If you haven’t already, you should read Sharon Lerner on Oklahoma’s attempt to provide high-quality preschool education to all of its students. It offers a glimpse into what the Obama administration intends with its universal pre-K push, and it’s a hopeful story to boot.
In the meantime, it’s worth look at the administration’s proposals, which were released this morning. Here is an extended excerpt from the White House fact sheet:
The President’s proposal will improve quality and expand access to preschool, through a cost sharing partnership with all 50 states, to extend federal funds to expand high-quality public preschool to reach all low- and moderate-income four-year olds from families at or below 200% of poverty. The U.S. Department of Education will allocate dollars to states based their share of four-year olds from low- and moderate-income families and funds would be distributed to local school districts and other partner providers to implement the program. The proposal would include an incentive for states to broaden participation in their public preschool program for additional middle-class families, which states may choose to reach and serve in a variety of ways, such as a sliding-scale arrangement.
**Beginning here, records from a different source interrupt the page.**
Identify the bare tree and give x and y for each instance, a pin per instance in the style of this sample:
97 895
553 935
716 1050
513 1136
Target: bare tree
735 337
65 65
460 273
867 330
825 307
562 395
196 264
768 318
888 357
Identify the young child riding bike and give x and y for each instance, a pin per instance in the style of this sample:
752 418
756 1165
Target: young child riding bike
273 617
Funds will support states as they ensure that children are enrolled in high-quality programs. In order to access federal funding, states would be required to meet quality benchmarks that are linked to better outcomes for children, which include:
- State-level standards for early learning;
- Qualified teachers for all preschool classrooms; and
- A plan to implement comprehensive data and assessment systems.
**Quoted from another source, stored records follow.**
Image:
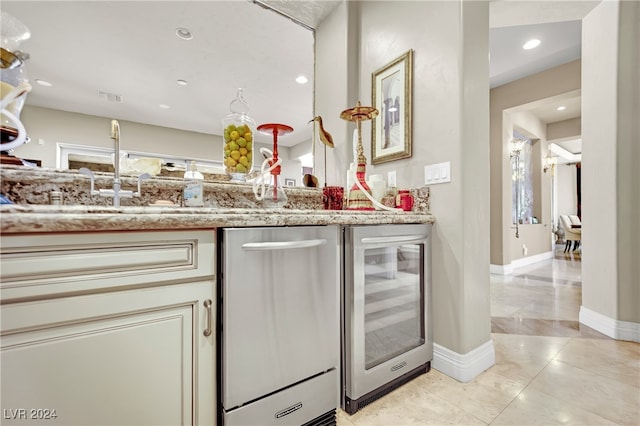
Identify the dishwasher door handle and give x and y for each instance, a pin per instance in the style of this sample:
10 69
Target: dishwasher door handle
283 245
394 239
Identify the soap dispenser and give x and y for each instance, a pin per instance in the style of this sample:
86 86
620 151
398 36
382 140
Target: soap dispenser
193 187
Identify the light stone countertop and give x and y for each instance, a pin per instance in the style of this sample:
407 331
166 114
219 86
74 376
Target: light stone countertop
226 205
17 219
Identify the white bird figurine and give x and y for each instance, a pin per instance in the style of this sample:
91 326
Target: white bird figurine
325 137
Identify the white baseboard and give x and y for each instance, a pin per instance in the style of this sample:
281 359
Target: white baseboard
518 263
501 269
463 367
619 330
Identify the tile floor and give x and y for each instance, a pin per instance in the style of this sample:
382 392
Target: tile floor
549 369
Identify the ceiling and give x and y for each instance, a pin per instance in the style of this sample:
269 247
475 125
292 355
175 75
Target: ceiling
130 49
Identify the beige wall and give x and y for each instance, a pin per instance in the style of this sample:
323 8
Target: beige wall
450 111
506 100
47 127
566 129
610 267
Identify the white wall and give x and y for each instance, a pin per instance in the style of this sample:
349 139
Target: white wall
567 189
611 194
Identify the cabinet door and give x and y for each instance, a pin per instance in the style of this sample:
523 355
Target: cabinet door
137 357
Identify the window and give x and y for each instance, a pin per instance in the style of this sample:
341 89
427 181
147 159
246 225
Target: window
522 187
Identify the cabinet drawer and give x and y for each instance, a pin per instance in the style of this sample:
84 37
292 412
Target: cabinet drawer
48 265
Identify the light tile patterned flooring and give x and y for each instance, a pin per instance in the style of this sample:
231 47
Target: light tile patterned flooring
549 369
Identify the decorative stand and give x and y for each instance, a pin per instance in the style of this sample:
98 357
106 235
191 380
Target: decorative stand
275 194
358 200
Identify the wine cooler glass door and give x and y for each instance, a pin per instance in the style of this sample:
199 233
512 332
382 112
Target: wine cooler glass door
393 300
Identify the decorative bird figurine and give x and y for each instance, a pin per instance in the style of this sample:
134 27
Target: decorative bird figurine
325 137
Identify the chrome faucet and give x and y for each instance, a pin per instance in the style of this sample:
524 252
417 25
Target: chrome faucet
115 135
116 193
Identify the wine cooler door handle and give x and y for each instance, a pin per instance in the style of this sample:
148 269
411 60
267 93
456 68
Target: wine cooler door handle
394 239
283 245
207 305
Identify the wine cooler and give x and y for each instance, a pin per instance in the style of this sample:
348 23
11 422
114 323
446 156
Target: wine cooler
386 325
The proposal also encourages states to expand the availability of full-day kindergarten. Only 6 out of 10 of America’s kindergarten students have access to a full day of learning. In order to ensure that our kindergartners spend the time they need in school to reach rigorous benchmarks and standards, funds under this program may also be used to expand full-day kindergarten once states have provided preschool education to low- and moderate-income four year-olds.
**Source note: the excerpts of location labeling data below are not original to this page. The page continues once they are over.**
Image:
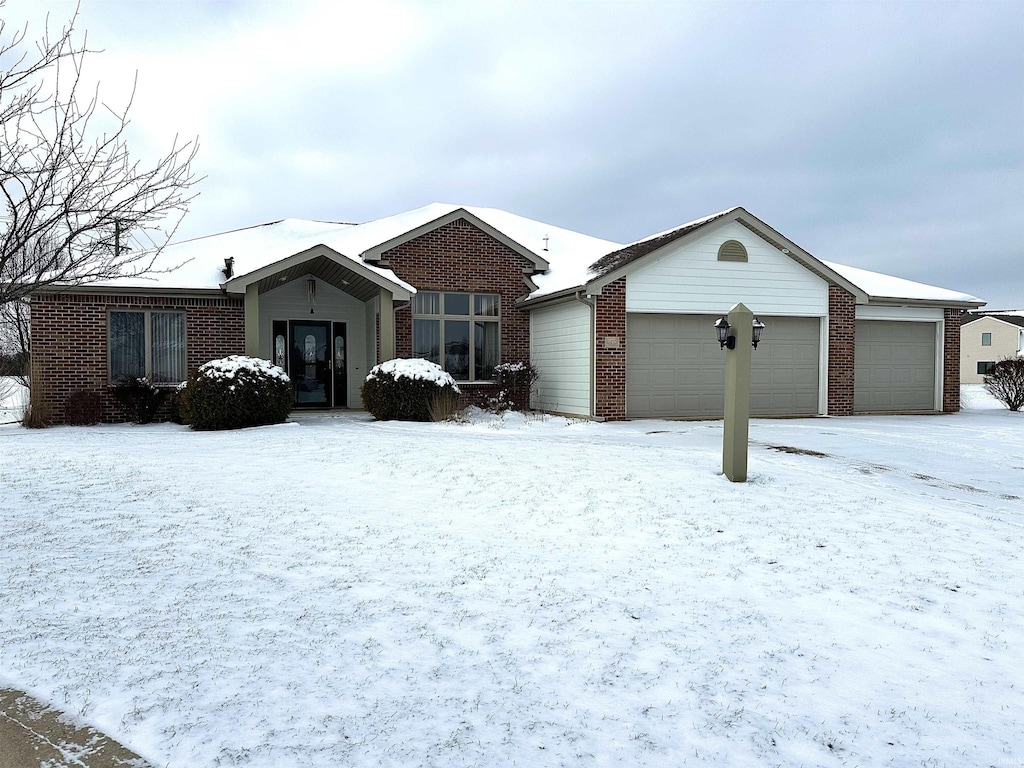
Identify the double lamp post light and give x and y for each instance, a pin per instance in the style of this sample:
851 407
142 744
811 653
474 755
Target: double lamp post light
739 332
- Under the President’s proposal, investment in the federal Head Start program will continue to grow. The President’s plan will maintain and build on current Head Start investments, to support a greater share of infants, toddlers, and three-year olds in America’s Head Start centers, while state preschool settings will serve a greater share of four-year olds.
Quality Early Learning for Our Youngest Children The President is proposing to expand the Administration’s evidence-based home visiting initiative, through which states are implementing voluntary programs that provide nurses, social workers, and other professionals to meet with at-risk families in their homes and connect them to assistance that impacts a child’s health, development, and ability to learn. These programs have been critical in improving maternal and child health outcomes in the early years, leaving long-lasting, positive impacts on parenting skills; children’s cognitive, language, and social-emotional development; and school readiness. This will help ensure that our most vulnerable Americans are on track from birth, and that later educational investments rest upon a strong foundation.
Included in all of this are incentives to expand Head Start and Early Head Start, pay preschool teachers at the same rate as their K–12 counterparts, and continue Race to the Top-style programs for the allocation of federal grants and benefits.